Crédit photo Frédéric Brillet

Recruter rapidement et sans cloner, absorber les variations de la croissance sans perdre son âme, transmettre la vision, trouver l’équilibre entre les nécessités du contrôle et l’aspiration à l’autonomie… La fonction RH est particulièrement sollicitée dans les start-up, mais devient garante de la capacité d’adaptation des structures et du développement du capital humain.

E & C : Qu’est-ce qui vous a donné envie d’écrire un livre sur la fonction RH dans les start-up* ?

PATRICK STORHAYE : C’est la conviction que le capital humain, et par voie de conséquence la fonction ressources humaines, est le facteur essentiel de toute transformation en entreprise. Or, par essence, l’entreprise en croissance est en transformation non seulement permanente mais aussi rapide. Il nous a dès lors semblé intéressant de se pencher sur cette question en mariant nos expériences respectives, Fernanda Alonso-Gautrais et moi-même.

À quels défis RH spécifiques ces entreprises à forte croissance sont-elles confrontées, notamment les start-up ?

La transformation permanente et la vitesse qui caractérise la croissance de ce type d’entreprises induit quatre défis pour les ressources humaines. Il faut d’abord assurer les recrutements de nouveaux salariés. Absorber d’un point de vue opérationnel les variations et les changements (intégration d’une société, recrutements massifs, etc.) que génère la croissance, sans imploser ni perdre son âme. Transmettre et animer la vision, le projet business de l’entreprise, ce qui suppose une pédagogie permanente. Enfin, il s’agit de faire évoluer la culture et les valeurs de l’entreprise, alors même que son identité se transforme à mesure qu’elle grandit. À cela, la start-up ajoute la nécessité d’anticiper, mais ni trop tôt ni trop tard, les ruptures liées à son développement. Elle doit apprendre à grandir et à se structurer quand il le faut, ce qui est difficile. L’importance des fondateurs et de leurs caractéristiques est aussi un point essentiel : seuls ceux qui arrivent à s’adapter, donc à se remettre en cause, passent les caps.

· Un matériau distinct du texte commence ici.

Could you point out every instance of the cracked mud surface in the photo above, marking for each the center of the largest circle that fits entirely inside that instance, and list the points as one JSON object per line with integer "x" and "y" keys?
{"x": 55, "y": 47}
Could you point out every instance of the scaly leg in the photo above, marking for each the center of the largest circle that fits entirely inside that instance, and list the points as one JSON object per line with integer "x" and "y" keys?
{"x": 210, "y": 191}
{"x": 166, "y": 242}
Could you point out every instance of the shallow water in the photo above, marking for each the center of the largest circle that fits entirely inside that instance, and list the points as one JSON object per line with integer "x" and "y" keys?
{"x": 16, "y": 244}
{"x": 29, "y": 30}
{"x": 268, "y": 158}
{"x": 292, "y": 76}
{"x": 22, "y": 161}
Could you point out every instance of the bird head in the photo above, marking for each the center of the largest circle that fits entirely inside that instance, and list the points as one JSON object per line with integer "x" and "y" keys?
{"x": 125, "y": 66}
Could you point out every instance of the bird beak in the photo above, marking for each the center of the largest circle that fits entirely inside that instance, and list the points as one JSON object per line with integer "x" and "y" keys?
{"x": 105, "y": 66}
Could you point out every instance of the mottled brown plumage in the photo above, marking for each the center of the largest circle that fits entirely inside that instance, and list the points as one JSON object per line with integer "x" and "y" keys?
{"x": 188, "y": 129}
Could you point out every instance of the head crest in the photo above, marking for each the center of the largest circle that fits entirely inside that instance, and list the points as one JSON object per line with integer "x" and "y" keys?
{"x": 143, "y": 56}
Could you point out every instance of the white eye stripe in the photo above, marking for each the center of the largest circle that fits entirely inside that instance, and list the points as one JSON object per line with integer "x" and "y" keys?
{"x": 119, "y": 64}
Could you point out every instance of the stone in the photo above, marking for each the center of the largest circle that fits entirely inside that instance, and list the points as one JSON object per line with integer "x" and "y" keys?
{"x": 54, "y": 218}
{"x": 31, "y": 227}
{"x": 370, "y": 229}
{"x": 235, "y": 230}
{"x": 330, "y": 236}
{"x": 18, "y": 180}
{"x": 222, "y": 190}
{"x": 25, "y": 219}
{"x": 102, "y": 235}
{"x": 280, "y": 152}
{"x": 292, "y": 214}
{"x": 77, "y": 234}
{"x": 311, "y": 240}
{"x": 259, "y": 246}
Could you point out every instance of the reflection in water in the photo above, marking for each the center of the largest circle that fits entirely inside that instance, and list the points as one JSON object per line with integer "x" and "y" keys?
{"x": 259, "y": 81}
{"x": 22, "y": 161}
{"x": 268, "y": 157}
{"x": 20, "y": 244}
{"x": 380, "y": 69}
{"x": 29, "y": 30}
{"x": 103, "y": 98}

Quel rôle les RH jouent-elles finalement dans le succès de ces entreprises ?

Le capital humain est une variable clé du succès des jeunes pousses. Si le talent des fondateurs les fait naître, celui des équipes conditionne leur développement. Ce n’est pas seulement parce que des gens talentueux font mieux que les autres. C’est aussi parce que ces talents sont porteurs de l’âme de l’entreprise et de son projet, ce qui en fait venir d’autres et entretient la flamme. Plus généralement, on a vu que la croissance exige une adaptation permanente. Or, ce ne sont pas les structures qui s’adaptent, c’est l’homme qui les fait évoluer ou les contourne lorsqu’elles deviennent un obstacle au développement de l’entreprise. Pour résumer, la capacité d’adaptation permanente dont a besoin l’entreprise en croissance repose sur son capital humain.

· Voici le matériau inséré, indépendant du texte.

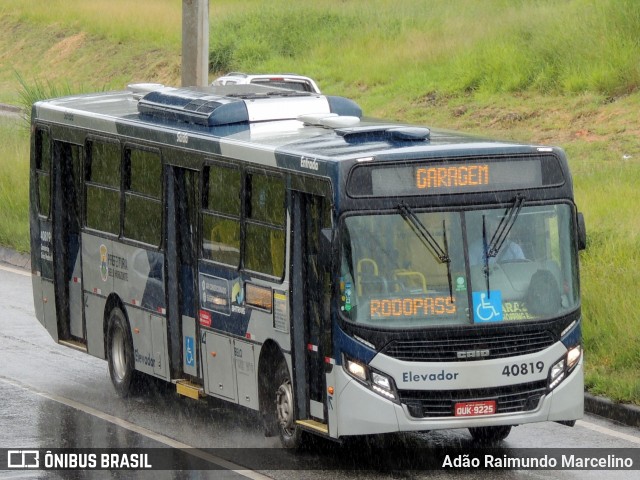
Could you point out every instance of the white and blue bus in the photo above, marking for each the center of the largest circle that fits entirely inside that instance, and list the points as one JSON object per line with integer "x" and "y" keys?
{"x": 339, "y": 275}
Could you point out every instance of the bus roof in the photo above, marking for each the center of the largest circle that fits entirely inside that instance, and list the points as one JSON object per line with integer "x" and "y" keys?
{"x": 257, "y": 118}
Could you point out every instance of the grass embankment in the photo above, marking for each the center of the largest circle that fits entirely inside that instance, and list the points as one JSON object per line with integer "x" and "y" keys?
{"x": 564, "y": 73}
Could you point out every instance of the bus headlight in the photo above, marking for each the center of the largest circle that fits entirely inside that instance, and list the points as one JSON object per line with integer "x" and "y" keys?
{"x": 356, "y": 370}
{"x": 376, "y": 381}
{"x": 563, "y": 367}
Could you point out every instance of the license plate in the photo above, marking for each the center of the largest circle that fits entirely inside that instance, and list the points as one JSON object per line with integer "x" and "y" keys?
{"x": 473, "y": 409}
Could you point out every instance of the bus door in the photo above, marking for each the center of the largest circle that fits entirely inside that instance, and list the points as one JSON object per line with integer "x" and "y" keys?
{"x": 181, "y": 236}
{"x": 310, "y": 306}
{"x": 66, "y": 239}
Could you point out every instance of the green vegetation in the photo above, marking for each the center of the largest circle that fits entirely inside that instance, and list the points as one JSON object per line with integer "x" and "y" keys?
{"x": 14, "y": 191}
{"x": 564, "y": 73}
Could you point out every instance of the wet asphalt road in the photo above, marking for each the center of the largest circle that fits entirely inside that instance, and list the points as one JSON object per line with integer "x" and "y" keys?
{"x": 55, "y": 397}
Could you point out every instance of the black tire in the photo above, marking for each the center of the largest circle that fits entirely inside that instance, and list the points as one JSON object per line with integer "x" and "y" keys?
{"x": 291, "y": 435}
{"x": 490, "y": 434}
{"x": 120, "y": 353}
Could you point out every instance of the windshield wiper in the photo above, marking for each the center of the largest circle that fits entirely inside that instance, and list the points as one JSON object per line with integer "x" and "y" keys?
{"x": 492, "y": 248}
{"x": 504, "y": 227}
{"x": 441, "y": 254}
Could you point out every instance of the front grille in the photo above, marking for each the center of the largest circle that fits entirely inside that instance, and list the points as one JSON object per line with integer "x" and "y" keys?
{"x": 440, "y": 403}
{"x": 446, "y": 349}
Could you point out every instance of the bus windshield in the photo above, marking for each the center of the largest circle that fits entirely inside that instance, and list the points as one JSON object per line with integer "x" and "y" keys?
{"x": 414, "y": 269}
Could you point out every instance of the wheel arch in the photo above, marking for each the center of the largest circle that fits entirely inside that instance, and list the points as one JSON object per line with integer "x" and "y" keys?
{"x": 271, "y": 355}
{"x": 113, "y": 301}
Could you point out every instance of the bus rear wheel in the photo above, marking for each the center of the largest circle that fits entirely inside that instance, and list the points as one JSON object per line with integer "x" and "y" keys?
{"x": 490, "y": 434}
{"x": 291, "y": 435}
{"x": 120, "y": 353}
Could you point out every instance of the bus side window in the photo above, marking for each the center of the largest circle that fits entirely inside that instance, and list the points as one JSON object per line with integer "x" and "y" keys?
{"x": 265, "y": 222}
{"x": 103, "y": 186}
{"x": 43, "y": 171}
{"x": 221, "y": 215}
{"x": 143, "y": 191}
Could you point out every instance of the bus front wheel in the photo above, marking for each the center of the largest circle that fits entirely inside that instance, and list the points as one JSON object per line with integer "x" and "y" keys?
{"x": 120, "y": 353}
{"x": 490, "y": 434}
{"x": 291, "y": 435}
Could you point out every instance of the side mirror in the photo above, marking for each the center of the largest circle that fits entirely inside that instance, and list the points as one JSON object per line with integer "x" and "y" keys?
{"x": 582, "y": 233}
{"x": 324, "y": 255}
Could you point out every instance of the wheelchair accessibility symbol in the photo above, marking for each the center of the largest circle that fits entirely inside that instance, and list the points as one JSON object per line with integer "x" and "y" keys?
{"x": 487, "y": 307}
{"x": 188, "y": 352}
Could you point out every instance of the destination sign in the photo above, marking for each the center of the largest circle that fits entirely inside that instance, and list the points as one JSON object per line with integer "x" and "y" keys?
{"x": 454, "y": 176}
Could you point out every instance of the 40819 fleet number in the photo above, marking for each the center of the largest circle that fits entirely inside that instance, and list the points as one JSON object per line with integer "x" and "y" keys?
{"x": 526, "y": 368}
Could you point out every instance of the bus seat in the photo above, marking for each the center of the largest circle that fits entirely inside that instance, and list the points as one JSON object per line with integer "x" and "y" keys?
{"x": 366, "y": 274}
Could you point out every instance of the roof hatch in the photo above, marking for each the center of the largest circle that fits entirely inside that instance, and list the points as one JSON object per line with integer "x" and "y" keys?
{"x": 224, "y": 105}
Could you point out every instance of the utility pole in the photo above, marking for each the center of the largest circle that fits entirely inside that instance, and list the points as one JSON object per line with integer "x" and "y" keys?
{"x": 195, "y": 43}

Ce rôle change-t-il à mesure que l’entreprise grandit ?

Effectivement. Quand l’entreprise se crée, la RH n’est pas une fonction mais une pratique, qui commence souvent par des recrutements opérés directement par les fondateurs et des obligations administratives confiées à un expert-comptable. Lorsqu’elle est par la suite formalisée, elle demeure très dépendante de la personnalité du fondateur ou du DRH. Puis elle se professionnalise et finit par intégrer une forte culture business. Comprendre intimement le business, à commencer par la manière dont la valeur se crée, est une dimension très importante de la fonction RH, encore plus dans une entreprise en croissance. Rapidement les praticiens RH y sont tiraillés entre des exigences opérationnelles, la tyrannie de l’urgence et la nécessité de penser plus loin en apportant une véritable contribution à la stratégie. C’est dans la capacité à mener les deux de front que tout se joue.

La croissance peut être organique ou provenir de rachats d’autres entreprises, du marché intérieur ou des exportations. Face à ces différents modèles de développement, comment la fonction RH s’adapte-t-elle ?

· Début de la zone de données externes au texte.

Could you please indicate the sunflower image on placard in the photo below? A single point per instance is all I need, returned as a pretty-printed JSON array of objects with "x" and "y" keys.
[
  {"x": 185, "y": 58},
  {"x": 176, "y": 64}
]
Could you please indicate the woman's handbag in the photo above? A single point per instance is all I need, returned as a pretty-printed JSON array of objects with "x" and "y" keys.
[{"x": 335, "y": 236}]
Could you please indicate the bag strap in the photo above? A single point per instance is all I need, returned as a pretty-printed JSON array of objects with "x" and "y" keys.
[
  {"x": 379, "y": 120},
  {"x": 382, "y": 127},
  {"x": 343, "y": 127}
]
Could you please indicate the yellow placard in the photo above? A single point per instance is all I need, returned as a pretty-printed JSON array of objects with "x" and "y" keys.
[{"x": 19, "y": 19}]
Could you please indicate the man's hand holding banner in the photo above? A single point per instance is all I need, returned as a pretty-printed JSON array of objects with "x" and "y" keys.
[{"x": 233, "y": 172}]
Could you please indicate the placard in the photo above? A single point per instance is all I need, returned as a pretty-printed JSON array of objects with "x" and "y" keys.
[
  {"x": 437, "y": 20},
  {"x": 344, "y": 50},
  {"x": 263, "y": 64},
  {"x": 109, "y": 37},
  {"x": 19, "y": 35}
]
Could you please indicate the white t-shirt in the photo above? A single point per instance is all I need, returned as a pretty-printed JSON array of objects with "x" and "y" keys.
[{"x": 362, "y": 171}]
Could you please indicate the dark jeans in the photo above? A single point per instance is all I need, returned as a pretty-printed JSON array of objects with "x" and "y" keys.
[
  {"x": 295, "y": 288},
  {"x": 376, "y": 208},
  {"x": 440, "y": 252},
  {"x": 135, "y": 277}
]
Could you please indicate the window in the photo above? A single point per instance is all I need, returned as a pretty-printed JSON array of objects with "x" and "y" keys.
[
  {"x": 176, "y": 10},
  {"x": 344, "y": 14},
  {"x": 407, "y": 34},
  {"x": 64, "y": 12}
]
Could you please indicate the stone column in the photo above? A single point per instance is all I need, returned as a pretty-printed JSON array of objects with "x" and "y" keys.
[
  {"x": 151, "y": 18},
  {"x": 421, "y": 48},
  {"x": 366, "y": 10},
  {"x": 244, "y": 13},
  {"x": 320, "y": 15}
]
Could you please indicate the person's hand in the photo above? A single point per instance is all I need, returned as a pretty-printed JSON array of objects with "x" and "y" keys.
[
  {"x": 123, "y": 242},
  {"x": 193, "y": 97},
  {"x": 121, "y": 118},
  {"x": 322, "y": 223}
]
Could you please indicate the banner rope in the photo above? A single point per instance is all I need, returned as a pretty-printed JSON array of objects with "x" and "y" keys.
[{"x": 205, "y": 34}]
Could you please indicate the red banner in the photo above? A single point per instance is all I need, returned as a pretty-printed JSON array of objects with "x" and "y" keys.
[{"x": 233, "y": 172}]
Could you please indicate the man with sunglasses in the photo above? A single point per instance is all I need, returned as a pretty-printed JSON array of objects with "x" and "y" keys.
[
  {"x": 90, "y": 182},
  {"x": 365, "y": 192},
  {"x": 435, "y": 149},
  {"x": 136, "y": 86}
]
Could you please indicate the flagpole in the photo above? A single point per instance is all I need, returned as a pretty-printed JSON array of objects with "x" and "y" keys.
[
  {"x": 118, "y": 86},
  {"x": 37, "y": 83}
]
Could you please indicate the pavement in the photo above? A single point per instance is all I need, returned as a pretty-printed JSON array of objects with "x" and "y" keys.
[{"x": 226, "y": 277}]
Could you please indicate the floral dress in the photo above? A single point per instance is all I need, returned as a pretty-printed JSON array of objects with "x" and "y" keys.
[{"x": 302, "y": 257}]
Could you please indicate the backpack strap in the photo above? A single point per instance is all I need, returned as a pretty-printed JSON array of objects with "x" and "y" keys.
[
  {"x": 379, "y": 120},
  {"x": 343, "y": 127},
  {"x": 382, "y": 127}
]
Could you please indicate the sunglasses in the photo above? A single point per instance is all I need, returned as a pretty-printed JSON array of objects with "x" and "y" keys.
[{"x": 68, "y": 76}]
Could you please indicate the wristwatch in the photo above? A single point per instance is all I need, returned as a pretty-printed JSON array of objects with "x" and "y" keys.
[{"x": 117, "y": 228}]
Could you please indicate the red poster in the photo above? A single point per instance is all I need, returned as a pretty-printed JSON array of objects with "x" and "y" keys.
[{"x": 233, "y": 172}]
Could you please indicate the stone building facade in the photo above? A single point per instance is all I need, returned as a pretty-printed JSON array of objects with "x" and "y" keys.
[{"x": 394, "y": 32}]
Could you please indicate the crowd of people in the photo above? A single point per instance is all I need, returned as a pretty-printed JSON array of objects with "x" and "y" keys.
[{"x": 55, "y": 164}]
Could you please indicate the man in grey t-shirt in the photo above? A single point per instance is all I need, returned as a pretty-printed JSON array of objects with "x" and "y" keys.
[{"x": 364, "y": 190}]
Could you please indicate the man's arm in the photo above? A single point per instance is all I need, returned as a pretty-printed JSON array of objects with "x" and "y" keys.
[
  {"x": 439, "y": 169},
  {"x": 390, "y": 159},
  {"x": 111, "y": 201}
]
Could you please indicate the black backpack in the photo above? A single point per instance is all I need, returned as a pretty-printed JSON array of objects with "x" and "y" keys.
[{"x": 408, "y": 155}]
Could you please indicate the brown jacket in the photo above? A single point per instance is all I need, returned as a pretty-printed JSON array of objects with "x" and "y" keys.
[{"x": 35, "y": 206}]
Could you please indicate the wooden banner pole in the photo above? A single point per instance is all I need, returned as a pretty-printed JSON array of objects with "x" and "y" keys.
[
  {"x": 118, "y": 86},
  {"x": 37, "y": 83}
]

L’entreprise qui mise sur la croissance interne se développe par l’innovation. Dans ce cas, la RH doit créer un terreau qui lui est favorable et cela passe par la diversité des talents. La RH doit alors veiller à assurer la complémentarité des profils et à éviter le clonage. A contrario, la croissance externe est plus naturellement porteuse de diversité puisque l’on intègre des cultures différentes. L’enjeu porte alors sur la capacité à intégrer ces entités nouvelles et à les faire adhérer à un projet commun. Enfin, la croissance internationale apparaît comme un parcours semé d’embûches pour la fonction RH, notamment dans les PME : il faut maintenir et faire vivre le projet alors que l’ADN se renouvelle, assurer la montée en compétences que cela requiert, trouver le bon équilibre entre les nécessités du contrôle et du reporting et de l’aspiration à l’autonomie des filiales.

Quels exemples peut-on donner d’entreprises qui ont su adapter leur politique RH à leur forte croissance ?

Clustree, qui met l’intelligence artificielle au service des ressources humaines, a eu la bonne idée de s’attacher les services d’un dirigeant expérimenté à un moment clé de son développement. A contrario, trop de jeunes créateurs considèrent à tort qu’une start-up est une entreprise où seules les jeunes générations peuvent s’épanouir. L’agence de voyages en ligne Voyage Privé se distingue par sa capacité à investir dans ses potentiels, à se structurer et préserver son ADN tout en grandissant. L’éditeur de logiciel Eptica a misé sur la diversité culturelle ou la fidélisation de ses talents pour réussir son internationalisation. Enfin, le Groupe Vivalto Santé a conçu une politique de croissance externe capable d’absorber de nouvelles entités tout en conservant la culture et les valeurs de l’entreprise.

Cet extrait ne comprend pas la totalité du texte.